# Problem with REW v5 and Focusrite Scarlett 2i4



## Vladimir2020 (Jan 7, 2014)

REW v5 I installed on a i3-processor-based laptop (ASUS), OS Windows 7. My audiointerface is Focusrite Scarlett 2i4USB. When I try to select a input device, I get the message:

Unable to access the selected device
javax.sound.sampled.LineUnavailableException: Ëèí. âûõîä (2- Scarlett 2i4 USB) has no lines available supporting PCM_SIGNED 44100.0 Hz, 16 bit, stereo, 4 bytes/frame, little-endian

What`s wrong? Please, help!


----------



## lcaillo (May 2, 2006)

I have the same unit and it works fine with Windows 7 & 8. It may be defective. Or you may need to reload java and the Focusrite driver and make sure you have the latest versions.


----------



## JohnM (Apr 11, 2006)

Go to the windows sound properties (Recording Devices) for the Focusrite and check that the box on the Advanced tab to let applications take exclusive control of the device is not ticked, some other application may also be using the input and blocking REW (or any other application).


----------



## brandondrury (Dec 27, 2011)

I'm having the same problem with an RME HDSP9652. I've used Room EQ Wizard many times over the years, but get the "Unable to access selected device" error anytime I open REQ. 
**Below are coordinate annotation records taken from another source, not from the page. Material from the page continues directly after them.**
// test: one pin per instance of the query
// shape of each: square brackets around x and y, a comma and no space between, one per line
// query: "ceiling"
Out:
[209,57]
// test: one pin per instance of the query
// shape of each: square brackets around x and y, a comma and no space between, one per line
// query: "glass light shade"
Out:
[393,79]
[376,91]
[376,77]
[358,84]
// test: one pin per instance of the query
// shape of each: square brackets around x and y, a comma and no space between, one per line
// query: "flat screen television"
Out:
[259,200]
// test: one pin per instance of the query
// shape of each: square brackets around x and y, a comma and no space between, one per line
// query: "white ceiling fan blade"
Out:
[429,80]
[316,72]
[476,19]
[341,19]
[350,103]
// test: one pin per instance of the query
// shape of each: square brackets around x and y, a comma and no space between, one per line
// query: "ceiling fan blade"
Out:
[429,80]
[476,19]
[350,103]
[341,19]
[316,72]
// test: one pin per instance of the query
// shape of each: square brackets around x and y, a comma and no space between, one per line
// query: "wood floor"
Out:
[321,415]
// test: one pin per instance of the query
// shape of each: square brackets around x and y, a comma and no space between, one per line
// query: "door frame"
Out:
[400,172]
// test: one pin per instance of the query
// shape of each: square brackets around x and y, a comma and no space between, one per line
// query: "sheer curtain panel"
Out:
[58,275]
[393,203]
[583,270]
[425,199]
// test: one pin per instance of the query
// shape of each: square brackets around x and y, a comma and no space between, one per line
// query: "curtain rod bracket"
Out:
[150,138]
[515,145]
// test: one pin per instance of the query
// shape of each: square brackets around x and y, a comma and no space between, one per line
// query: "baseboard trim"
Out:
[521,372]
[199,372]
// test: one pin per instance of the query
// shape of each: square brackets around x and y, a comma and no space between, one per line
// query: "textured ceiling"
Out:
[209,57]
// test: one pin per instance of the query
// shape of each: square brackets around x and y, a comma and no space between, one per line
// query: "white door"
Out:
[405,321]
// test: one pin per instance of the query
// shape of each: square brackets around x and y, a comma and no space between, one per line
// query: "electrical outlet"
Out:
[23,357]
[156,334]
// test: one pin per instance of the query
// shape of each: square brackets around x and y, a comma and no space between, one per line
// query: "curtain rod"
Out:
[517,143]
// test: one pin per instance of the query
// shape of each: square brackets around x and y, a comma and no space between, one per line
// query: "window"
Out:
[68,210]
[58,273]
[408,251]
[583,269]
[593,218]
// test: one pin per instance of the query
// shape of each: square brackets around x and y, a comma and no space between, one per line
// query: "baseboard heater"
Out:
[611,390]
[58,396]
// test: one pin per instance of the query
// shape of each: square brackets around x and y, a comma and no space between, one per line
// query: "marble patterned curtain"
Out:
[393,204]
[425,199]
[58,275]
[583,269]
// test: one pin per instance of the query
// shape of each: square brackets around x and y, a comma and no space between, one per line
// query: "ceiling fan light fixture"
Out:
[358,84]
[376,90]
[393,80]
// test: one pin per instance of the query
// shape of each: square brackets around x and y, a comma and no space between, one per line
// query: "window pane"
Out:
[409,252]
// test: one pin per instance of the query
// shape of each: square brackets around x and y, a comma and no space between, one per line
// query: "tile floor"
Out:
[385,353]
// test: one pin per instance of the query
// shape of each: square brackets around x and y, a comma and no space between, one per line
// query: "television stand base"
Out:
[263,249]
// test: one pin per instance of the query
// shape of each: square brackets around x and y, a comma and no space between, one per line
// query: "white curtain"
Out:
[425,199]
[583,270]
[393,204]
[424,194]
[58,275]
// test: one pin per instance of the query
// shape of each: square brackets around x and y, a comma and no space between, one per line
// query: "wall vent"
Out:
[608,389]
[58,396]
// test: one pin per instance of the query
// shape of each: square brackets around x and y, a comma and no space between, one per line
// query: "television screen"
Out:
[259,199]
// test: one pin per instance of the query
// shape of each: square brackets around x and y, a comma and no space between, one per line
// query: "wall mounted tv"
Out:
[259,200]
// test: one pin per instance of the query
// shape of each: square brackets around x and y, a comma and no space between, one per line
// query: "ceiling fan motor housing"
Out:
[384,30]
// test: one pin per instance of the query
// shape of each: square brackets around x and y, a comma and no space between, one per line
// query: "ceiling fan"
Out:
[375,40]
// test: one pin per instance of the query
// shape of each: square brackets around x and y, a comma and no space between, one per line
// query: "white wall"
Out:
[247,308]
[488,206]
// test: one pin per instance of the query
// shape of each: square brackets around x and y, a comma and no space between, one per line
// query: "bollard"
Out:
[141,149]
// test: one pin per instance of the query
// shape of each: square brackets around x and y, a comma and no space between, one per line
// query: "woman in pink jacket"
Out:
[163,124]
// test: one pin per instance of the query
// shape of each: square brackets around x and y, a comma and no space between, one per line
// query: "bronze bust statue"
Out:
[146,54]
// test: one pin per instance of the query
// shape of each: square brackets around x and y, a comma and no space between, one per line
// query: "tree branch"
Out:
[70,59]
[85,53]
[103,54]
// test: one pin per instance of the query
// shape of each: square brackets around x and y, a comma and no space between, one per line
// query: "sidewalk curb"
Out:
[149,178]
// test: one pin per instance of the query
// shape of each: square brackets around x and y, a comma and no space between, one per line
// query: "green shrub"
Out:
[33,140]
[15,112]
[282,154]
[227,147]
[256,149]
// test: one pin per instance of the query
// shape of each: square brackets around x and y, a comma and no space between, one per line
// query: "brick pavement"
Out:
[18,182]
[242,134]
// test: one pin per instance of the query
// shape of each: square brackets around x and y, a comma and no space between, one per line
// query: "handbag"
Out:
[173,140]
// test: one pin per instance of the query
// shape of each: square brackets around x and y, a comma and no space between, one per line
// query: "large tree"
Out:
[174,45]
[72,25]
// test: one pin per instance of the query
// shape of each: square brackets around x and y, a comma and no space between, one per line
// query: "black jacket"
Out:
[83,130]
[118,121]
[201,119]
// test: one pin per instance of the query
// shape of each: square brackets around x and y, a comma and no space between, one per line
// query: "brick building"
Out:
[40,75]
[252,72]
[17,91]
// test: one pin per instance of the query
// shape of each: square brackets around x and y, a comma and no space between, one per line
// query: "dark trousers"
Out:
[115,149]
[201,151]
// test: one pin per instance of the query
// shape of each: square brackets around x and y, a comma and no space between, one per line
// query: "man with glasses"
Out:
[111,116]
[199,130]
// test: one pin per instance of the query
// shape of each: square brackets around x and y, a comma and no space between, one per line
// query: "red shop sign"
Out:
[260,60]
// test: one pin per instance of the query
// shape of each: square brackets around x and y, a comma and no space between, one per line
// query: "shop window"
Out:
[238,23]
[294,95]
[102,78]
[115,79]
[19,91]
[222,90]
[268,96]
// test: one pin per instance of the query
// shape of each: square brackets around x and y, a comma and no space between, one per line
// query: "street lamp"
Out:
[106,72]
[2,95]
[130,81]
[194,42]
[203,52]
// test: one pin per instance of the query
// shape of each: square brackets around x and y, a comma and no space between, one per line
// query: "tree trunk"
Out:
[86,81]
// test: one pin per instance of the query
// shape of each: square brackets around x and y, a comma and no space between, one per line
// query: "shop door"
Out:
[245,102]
I've updated my drivers for the RME, java, and REQ. 

My RME card works perfectly fine in Cubase and Windows Media Player.

Any other suggestions?


----------



## JohnM (Apr 11, 2006)

Are you using Java or ASIO drivers? (need the latest V5.01 beta for ASIO)


----------



## brandondrury (Dec 27, 2011)

Thanks for the reply. I was under the impression that the usual method of using REW was somehow broken on my setup. I didn't realize I had the option of Java vs ASIO. With ASIO my setup is working perfectly. 

Thanks for the help! I appreciate it. :nerd:


----------